I should be working right now. Money is, afterall, the only thing it seems one needs to get by in this world. But I’m distracted and have a million and one things battling inside my head. So much that I want to say and do.
Yet I sit here, fingers poised over the keyboard, unable to find the words or put them together in a way that makes sense. Another million thoughts start whizzing around. The anxiety stifles output.
I’m so tired of anxious thoughts. So tired of questioning myself at every moment of every day. So tired of always feeling like nothing I do is good enough for anyone. So tired of feeling worried, ashamed, scared.
Just so damn TIRED in general.
I press on and on and on. I think about whether the issue is anxiety or depression. About whether things will ever change.
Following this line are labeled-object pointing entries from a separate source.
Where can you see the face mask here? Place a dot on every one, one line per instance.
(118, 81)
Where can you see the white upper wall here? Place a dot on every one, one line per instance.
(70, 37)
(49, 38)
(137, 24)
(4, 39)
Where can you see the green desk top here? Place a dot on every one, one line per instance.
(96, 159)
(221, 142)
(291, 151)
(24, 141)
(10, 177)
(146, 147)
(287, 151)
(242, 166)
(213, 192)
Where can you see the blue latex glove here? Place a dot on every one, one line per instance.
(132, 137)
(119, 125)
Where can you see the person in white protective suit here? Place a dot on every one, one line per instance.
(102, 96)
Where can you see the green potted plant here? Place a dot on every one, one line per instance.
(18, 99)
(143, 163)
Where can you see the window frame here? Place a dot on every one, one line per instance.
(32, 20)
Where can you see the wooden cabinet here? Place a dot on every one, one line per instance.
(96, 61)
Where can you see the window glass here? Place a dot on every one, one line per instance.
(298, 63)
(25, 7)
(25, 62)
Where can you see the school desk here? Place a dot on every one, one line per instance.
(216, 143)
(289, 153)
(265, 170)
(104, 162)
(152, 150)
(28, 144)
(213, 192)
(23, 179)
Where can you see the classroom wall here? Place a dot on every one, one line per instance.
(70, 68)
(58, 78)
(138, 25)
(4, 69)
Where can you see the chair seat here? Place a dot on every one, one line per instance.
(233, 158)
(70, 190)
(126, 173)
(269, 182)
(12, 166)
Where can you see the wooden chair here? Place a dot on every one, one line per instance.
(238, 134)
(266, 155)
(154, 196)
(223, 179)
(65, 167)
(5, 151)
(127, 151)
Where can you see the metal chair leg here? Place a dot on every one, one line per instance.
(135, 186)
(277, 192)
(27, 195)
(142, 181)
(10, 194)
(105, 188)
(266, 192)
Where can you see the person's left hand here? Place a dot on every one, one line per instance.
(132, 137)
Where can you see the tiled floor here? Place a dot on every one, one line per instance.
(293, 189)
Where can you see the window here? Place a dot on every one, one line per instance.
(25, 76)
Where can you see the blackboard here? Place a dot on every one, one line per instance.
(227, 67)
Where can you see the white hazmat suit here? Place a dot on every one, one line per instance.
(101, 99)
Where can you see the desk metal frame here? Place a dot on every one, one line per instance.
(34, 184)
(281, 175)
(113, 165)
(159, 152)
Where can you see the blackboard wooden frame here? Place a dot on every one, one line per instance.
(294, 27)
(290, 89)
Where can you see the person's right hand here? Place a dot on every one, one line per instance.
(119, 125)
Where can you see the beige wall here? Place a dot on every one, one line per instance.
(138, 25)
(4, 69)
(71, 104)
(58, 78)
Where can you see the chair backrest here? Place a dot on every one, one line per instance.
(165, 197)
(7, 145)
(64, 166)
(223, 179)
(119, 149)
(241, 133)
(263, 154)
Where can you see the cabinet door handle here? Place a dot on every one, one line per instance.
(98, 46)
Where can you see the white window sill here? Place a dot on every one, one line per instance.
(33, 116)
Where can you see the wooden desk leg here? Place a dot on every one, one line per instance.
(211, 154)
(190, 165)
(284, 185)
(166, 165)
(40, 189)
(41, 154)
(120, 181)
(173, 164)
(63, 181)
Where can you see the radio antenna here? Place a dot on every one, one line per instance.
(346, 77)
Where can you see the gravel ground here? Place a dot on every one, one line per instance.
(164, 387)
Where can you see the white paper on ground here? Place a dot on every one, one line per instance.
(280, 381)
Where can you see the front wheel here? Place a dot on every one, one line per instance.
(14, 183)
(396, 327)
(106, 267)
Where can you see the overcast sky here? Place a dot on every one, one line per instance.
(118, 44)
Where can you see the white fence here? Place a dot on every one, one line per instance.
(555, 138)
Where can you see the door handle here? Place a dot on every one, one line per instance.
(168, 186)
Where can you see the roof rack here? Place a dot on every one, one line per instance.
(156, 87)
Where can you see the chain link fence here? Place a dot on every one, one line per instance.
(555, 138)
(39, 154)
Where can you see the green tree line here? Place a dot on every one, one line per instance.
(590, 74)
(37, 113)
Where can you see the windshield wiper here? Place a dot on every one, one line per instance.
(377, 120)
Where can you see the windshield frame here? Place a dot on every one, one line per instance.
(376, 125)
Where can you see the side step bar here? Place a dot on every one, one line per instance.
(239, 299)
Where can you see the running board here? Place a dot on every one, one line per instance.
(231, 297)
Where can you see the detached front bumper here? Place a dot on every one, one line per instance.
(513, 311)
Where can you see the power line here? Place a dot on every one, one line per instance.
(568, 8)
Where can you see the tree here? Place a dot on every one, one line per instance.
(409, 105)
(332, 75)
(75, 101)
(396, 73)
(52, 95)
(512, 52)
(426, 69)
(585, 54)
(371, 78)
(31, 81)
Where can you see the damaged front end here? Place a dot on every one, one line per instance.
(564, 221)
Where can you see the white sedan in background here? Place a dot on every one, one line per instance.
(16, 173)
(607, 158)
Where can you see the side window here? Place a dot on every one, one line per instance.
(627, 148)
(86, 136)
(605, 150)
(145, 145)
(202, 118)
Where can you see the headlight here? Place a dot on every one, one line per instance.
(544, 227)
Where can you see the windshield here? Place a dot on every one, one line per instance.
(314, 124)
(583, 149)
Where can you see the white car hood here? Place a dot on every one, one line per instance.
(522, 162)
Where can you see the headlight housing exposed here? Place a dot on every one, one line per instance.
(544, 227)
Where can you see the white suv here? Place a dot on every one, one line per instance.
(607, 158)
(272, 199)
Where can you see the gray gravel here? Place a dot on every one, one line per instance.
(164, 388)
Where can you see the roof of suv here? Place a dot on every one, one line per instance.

So this morning I’m just throwing up three little bitty steps that could help myself get back on task – and stay there long enough to be productive at something — anything.
- Envision the end goal. Today, I keep reminding myself that monies earned today will benefit December – a holiday month and a month I was hoping to be able to take a short vacation to a beach somewhere to recharge. I love beaches. I love ocean waves. I love the sounds of the beach, the smells of the beach, the feel of the sand beneath my feet… it’s cleansing and freeing. (The problem with this is it sort of also adds pressure to the urgency of getting it done but….)
- Break it up. I know I need eight hours today, but I don’t have to do all eight in one long stretch. What if I try for one or two? Take a short break and build myself up to do it again? That could work.
- Breathe and re-center. It’s so hard to clear my head… I’m going to have to do a lot of breathing. Maybe I’ll start with a focus flash screen or a short meditation – I do have a few on my YouTube list.
How about you? What are some things you do to get on task and/or stay on task? I’d love some more ideas!